Signs That a Child Has Been Sexually Abused
No one sign (with the exception of pregnancy or the presence of a sexually transmitted disease) is conclusive as to whether a child has been sexually abused or not. Nightmares or mood swings can be produced by other stressful events, including divorce, death of a family member, problems at school, etc. If you observe a combination of signs in your child, such as these provided by STOP IT NOW!, Mothers Against Sexual Abuse and the American Academy of Child & Adolescent Psychiatry, start asking questions and reaching out for help.
Does your child:
• Have nightmares, sleep too little or too much?
• Have extreme fear of the dark or “monsters?”
• Have a loss of appetite or trouble eating or swallowing?

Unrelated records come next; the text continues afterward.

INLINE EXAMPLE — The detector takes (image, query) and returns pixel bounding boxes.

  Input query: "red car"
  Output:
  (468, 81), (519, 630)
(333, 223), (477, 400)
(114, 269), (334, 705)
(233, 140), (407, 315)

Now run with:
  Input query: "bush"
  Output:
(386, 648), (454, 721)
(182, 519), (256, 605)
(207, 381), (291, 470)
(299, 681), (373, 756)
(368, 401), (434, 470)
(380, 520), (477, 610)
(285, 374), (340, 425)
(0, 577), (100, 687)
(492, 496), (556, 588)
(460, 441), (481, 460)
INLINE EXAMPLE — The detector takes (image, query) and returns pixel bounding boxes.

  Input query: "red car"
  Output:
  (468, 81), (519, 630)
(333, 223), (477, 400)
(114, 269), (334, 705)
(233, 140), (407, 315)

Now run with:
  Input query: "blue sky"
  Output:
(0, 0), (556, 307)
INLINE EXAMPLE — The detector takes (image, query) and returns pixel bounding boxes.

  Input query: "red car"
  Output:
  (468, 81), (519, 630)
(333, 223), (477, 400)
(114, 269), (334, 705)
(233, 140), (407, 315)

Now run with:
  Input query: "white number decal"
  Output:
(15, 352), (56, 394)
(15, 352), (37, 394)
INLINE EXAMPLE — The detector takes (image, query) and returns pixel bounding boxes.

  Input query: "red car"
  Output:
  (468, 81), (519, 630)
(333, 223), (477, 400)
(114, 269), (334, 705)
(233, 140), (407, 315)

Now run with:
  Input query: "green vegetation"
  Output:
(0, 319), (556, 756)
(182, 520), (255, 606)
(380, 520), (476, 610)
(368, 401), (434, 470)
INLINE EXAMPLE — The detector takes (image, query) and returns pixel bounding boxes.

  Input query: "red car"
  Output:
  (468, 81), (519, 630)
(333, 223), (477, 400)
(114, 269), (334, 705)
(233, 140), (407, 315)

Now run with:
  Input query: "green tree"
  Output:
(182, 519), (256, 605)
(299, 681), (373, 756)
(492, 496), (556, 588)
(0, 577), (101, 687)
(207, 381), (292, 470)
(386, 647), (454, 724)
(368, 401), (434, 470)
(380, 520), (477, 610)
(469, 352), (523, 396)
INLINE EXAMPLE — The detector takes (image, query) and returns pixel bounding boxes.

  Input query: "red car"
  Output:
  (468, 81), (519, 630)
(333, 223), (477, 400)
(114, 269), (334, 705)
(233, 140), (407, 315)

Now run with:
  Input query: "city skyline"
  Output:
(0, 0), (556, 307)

• Have sudden mood swings: rage, anger, fear or withdrawal?
• Fear a certain person or place? (A child may not want to be left alone with a babysitter, friend, relative or other child or adult.)
• Complain frequently of stomach illness with no identifiable reason?
• Engage in sexual activities with toys or other children, such as simulating sex with dolls or asking other children to behave sexually?
• Display new words for private body parts?
• Refuse to talk about a “secret” he has with an older child or adult?
• Talk about a new older friend?
• Suddenly have money?
• Cut, burn or harm himself or herself as an adolescent?
Other signs include excessive masturbation, excessive crying, wearing many layers of clothing, vaginal discharge or bleeding.